この例で整理できるのは、タンク容積と水量の関係だけです。 処理能力、ピーク時の越流リスク、pH中和、排水基準、届出、運転可否、設備設計の妥当性は、このページの結果だけでは判断しません。
排水負荷量と一緒に見る
滞留時間だけを見ても、濃度や負荷量の変化は分かりません。 濃度 mg/L と流量 m3/day がある場合は、先に 排水負荷量計算で kg/day を確認し、条件差を見る場合は 排水負荷量比較に進むと、同じデータを別の角度から確認できます。
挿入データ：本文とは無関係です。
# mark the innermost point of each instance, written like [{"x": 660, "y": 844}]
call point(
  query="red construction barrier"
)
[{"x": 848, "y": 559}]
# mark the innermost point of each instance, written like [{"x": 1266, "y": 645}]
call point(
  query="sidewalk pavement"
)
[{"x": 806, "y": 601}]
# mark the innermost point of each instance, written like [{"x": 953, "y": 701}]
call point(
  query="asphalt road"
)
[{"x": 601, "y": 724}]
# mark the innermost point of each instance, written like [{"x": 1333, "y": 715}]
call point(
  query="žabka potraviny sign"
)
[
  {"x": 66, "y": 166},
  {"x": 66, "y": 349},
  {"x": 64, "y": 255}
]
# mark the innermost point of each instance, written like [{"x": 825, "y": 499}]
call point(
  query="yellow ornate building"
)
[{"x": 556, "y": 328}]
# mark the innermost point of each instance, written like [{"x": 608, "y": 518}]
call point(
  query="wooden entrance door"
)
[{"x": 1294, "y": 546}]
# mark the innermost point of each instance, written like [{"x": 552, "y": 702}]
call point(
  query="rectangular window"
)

pH や中和の仮定は、滞留時間やkg/dayとは別の前提です。 pH、当量濃度、SDS、実測pHなどを整理したい場合は 中和計算の仮定ガイドで確認してください。
計算ページへ渡す前のチェック
- 有効容積は m3 または L として明確か。
- 流量は m3/day、m3/h、L/min のどれかにそろえたか。
- 日平均、操業時間平均、排出中平均を混同していないか。
- バッチ排水の1回量、回数、対象期間を分けて記録したか。
- 負荷量 kg/day と滞留時間の流量が同じ期間を見ているか。
- 排水基準、届出、報告、運転可否、設計妥当性の判断に使っていないか。
FAQ
- 滞留時間が長ければ十分と判断できますか。
- 判断できません。滞留時間は前提から見た概算であり、水質、混合、短絡流、設備仕様、管理基準、運転条件を別に確認する必要があります。
- ピーク流量と日平均流量のどちらを使いますか。
- 目的によります。概算の比較では平均流量を使うことが多い一方、短時間の流入やバッチ排水を見る場合はピークや排出中平均を別に整理します。
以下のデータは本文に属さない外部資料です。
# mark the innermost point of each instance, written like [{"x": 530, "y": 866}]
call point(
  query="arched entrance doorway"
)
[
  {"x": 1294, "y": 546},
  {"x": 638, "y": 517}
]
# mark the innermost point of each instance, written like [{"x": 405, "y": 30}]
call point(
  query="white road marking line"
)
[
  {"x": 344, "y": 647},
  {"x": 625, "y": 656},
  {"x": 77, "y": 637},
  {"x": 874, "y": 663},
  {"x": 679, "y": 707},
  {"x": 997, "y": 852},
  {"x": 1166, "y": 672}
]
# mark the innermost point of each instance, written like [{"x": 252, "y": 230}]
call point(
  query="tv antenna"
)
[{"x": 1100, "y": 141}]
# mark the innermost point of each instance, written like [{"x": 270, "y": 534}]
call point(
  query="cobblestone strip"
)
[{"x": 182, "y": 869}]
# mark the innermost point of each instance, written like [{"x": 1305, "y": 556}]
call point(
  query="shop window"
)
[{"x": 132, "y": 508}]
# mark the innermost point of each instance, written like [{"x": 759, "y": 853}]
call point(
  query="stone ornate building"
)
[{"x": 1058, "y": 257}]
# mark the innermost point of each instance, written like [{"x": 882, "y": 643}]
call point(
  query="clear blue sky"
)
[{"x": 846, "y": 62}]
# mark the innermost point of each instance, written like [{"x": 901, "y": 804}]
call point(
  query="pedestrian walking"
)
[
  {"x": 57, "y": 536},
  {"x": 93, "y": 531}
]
- 排水負荷量 kg/day と同じ流量を使えばよいですか。
- 同じ対象期間であれば比較しやすくなります。ただし、kg/dayは物質量、滞留時間は容積と流量の関係なので、読みたい目的を分けてください。
- このページから設備の容量を決められますか。
- 決められません。設備容量、処理方式、運転条件、規制対応、報告値は、このページでは扱いません。